Что касается пива, которое у нас дома не пили (а мама его очень любила), то долгие годы тянулась традиция: раз в неделю (кажется, по четвергам) в подвальчике на набережной подле Академии художеств после заседания на факультете распивали пиво в таком составе: Николаев, Александр Александрович Грубе (вылитый английский король Георг V), дядя Серёжа Беляев (мой крёстный) и папа. Все четверо — профессора Академии и однокурсники. И ещё долгие годы, тоже раз в неделю, отец ходил рисовать. Вот куда? Не на Мойку ли?
Так ведь и называлось: «Общество архитекторов на Мойке», в отличие от «Общества архитекторов-художников». Как я мало вникала во всё это, увы! Но зато я помню, какие приносил отец прекрасные рисунки обнажённой натуры. Куда там нам! Жалко, что работы эти пропали.
Боже, сколько прочла нам наша самоотверженная мама в этой мастерской! Читала она папе, когда мы были ещё маленькими. Потом папе и нам, и мы притаскивали тогда наше рисование или так устраивались на ручке кожаного кресла, в котором сидела мама. Потом — уже нам с Марьякой и Верой. Она читала совершенно неутомимо долгими часами, «Ну ещё, ну ещё, пожалуйста…» И только когда читала по-французски, а особенно по-английски, не могла не заглянуть в словарь, отыскивая незнакомое слово, а мы, эксплуататоры, сердились на эти остановки и кричали: «Ну ладно, ну всё равно».
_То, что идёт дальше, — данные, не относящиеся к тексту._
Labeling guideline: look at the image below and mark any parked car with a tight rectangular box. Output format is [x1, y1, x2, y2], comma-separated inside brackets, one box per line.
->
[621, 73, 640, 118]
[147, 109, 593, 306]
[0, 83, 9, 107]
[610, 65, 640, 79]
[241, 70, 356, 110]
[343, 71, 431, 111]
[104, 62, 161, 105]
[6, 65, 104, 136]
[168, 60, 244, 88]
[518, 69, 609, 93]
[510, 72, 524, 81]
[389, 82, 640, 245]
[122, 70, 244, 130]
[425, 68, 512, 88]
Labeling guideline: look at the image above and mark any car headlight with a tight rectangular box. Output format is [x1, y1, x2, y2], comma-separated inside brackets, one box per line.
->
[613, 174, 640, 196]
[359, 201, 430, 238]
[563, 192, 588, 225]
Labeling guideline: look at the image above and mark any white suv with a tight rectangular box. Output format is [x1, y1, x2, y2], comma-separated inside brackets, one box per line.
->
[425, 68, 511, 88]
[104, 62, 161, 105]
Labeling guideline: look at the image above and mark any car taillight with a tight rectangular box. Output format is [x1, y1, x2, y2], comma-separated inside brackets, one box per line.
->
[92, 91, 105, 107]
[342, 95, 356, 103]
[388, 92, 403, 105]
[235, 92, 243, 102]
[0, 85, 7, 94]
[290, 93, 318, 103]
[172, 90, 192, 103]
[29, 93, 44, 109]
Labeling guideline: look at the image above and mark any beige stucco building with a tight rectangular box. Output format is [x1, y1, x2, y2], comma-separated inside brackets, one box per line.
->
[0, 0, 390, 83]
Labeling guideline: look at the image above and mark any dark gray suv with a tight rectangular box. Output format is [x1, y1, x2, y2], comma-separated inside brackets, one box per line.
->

В годы холода и голода, 18—19-й, мастерская наполняется вещами Екатерины Петровны Добровольской. Имение разорено, сама Е.П. с Васей уезжают в Ревель. Тогда никто не представлял себе, что это навсегда. Мебель Екатерины Петровны — дивная. Петровская инкрустация. Я захожу иногда в эту промёрзшую комнату и разглядываю вещи за стеклом горки. Особенно рассматриваю я часы, карманные, с механизмом из слоновой кости и такой же цепочкой. Не знаю, ходили ли они когда-нибудь?
15
Un original qui ne se desori-ginali sera jamais! — (фр.) Оригинал, который не перестанет быть таковым.